紺色のスーツを着て、髪をオールバックにまとめた男の人が降りてきた。
彼がわたしの旦那の、田中裕也さん。
「待たせたな。乗れ。」
彼は後部座席の扉を開けた。
車を降りた先は予約半年以上待つと言われている高級レストランだった。
まさかこんな高級店だとは思わなかったので、地味な服装で来てしまって申し訳ない気持ちで、恐る恐る彼を見上げた。
彼はちらりともわたしを見ずに車のキーを係員に渡していた。
レストランは最上階にあるようで、メインエントランスから綺麗なホテルに期待が高鳴った。
わたし達が案内された席はとても綺麗な、まるでキラキラと宝石を散りばめたような景色だった。
特に会話はなかったけど、料理も景色もとても美しいものだった。
裕也さんと食事を始めて、メインに差し掛かった頃、かつかつとヒール音が近づいて来た。
ふと横を見上げると、赤いドレスの美しい黒い髪をなびかせた綺麗な女の人が立っていた。
わたしはこの人を知っている。
「ごめん、裕也。今日の仕事なんとか早く切り上げられたの。」
待たせて、そこまで言って彼女はわたしの存在に気付いたみたいだった。
本当に驚いた顔をしていた。
「誰、この女。」
先程のにこやかな顔から一転、鋭く裕也さんを睨みつけながら彼女は問いかけた。
裕也さんは平然と食事を続けていて、飲み込んだと同時に俺の妻だと紹介された。
「この女が…」
視線がわたしに突き刺さるように感じた。
問い詰めるその視線に、怯え視界が滲んだ。
「裕也はもう何年も前からわたしの為にこのレストランを予約してくれてたの。それなのに…妻だかなんだか知らないけどよくそんな貧相な格好でのうのうと来れたわね。おこがましいにも程があるわ。」
ため息をついた彼女は裕也さんの近くにあったワイングラスを持つと、わたしの頭上でひっくり返した。
「あんた、信じられない。」
あまりのことに驚き、目を見開いた。
とっさに彼女を見上げると、酷く軽蔑するような瞳と目があった。
「裕也から愛されてもないくせによく平然としてられるわね。あんたみたいな女理解出来ない。さっさとどっか行って。」
言い返せない。
こんなに素敵な場所で注目を浴びてしまった事も、汚れた白いワンピースも、こんなわたしも。

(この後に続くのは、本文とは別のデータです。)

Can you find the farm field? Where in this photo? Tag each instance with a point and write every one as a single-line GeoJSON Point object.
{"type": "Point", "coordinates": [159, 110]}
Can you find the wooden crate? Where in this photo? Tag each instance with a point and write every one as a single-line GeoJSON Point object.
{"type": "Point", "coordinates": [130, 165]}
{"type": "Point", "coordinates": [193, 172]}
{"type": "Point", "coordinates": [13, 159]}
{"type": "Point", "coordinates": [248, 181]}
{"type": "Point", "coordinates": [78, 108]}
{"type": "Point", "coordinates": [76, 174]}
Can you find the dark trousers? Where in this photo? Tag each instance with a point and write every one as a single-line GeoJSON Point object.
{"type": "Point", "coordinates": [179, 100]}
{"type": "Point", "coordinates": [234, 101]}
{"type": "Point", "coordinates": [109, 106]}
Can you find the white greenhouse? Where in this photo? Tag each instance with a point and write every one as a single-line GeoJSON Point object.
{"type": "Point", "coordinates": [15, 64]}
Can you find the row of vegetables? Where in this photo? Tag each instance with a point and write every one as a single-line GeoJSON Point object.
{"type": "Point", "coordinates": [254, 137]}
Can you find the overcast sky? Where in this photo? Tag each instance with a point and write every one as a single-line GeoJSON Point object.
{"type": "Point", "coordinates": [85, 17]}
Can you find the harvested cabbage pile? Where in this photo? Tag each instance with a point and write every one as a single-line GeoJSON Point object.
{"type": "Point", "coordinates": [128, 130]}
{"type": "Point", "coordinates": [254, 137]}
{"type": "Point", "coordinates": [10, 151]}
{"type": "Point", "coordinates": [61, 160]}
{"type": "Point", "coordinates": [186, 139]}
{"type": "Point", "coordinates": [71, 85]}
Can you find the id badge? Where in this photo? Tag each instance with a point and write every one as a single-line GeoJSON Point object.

彼の瞳は心底うんざりしていて、全てが恥ずかしくて、わたしはその瞳から逃げるようにホテルを出た。
もちろん、彼は追いかけてこなかった。
白いワンピースだった為赤いワインのシミは酷く目立ってしまい恥ずかしかった。
家に入り破るように脱ぎ捨て、ゴミ箱に投げ入れた。
先程の光景がフラッシュバックして、止まったはずの涙がまた溢れた。
わたしがもし、彼女のような人であれば。
おぼつかない足取りでお風呂に湯を張った。
その日は懐かしい夢を見た気がした。